We usually don’t knock down Hollywood royalty actresses—or their salaries—because we need that constantly refreshing stream of young women to fuel male screenwriters’ film fantasies. (Woody Allen keeps getting older, while the girls stay the same.) But an age-appropriate woman actually writing the lines and directing the scenes? Hasn’t earned it—you’ve got to be old to deserve to write about young people! 

Aging male filmmakers don’t get criticized for hiring second-generation actresses, but Dunham did. The backlash against her was so strong it extended to the women she cast in her show, too—Zosia Mamet, daughter of playwright David; Allison Williams, daughter of news anchor Brian; Jemima Kirke, daughter of Bad Company drummer Simon. It’s fine to begrudge Hollywood for giving only the most well-connected women a leg up, but this particular commentary—Kirke’s dad drummed on “Feel Like Makin’ Love!”—felt like a personal attack on Dunham, not a serious critique of the industry.

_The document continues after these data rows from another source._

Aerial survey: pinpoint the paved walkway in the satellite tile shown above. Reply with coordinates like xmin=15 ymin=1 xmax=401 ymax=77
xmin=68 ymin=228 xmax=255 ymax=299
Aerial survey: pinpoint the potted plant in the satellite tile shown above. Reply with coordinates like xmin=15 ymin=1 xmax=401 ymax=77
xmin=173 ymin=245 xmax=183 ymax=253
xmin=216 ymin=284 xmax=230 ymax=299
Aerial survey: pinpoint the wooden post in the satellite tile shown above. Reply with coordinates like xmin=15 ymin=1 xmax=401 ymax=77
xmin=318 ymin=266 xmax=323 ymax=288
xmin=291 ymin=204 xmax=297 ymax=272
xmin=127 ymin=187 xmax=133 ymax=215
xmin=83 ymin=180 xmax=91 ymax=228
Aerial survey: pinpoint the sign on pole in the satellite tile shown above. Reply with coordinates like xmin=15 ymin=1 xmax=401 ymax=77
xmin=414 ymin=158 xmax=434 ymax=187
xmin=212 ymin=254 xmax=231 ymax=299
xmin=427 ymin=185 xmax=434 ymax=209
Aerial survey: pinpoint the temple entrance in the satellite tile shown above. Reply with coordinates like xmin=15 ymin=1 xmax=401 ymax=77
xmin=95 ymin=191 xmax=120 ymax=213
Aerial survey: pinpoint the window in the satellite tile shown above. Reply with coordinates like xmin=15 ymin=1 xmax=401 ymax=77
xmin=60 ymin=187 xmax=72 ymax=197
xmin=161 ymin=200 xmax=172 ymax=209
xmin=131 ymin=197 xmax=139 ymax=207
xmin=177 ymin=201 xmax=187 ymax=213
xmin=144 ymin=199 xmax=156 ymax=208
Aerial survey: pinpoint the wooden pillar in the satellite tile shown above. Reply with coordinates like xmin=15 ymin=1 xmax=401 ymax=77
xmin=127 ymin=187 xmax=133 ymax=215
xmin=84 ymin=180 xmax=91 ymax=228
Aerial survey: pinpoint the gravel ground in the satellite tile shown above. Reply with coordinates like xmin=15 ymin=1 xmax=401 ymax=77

I’m as annoyed as anyone that a woman needs to be born into a finely calibrated environment of well-off New York City pop artists in order to get Hollywood’s attention and a publishing house bidding war—and that so far Dunham hasn’t appeared to use her position to give a leg up to less-privileged voices. (And as a twentysomething white woman born to two college professors, I’d also like to figure out how to cash in my intellectual pedigree for $3.5 million—please advise.) But youth is a poorly served minority, too. We get a lot of media aimed at us, and it’s mostly crap. The silver lining to Dunham’s fast track is that she hit the stratosphere before she logged so much time in Hollywood that she got too old to relate.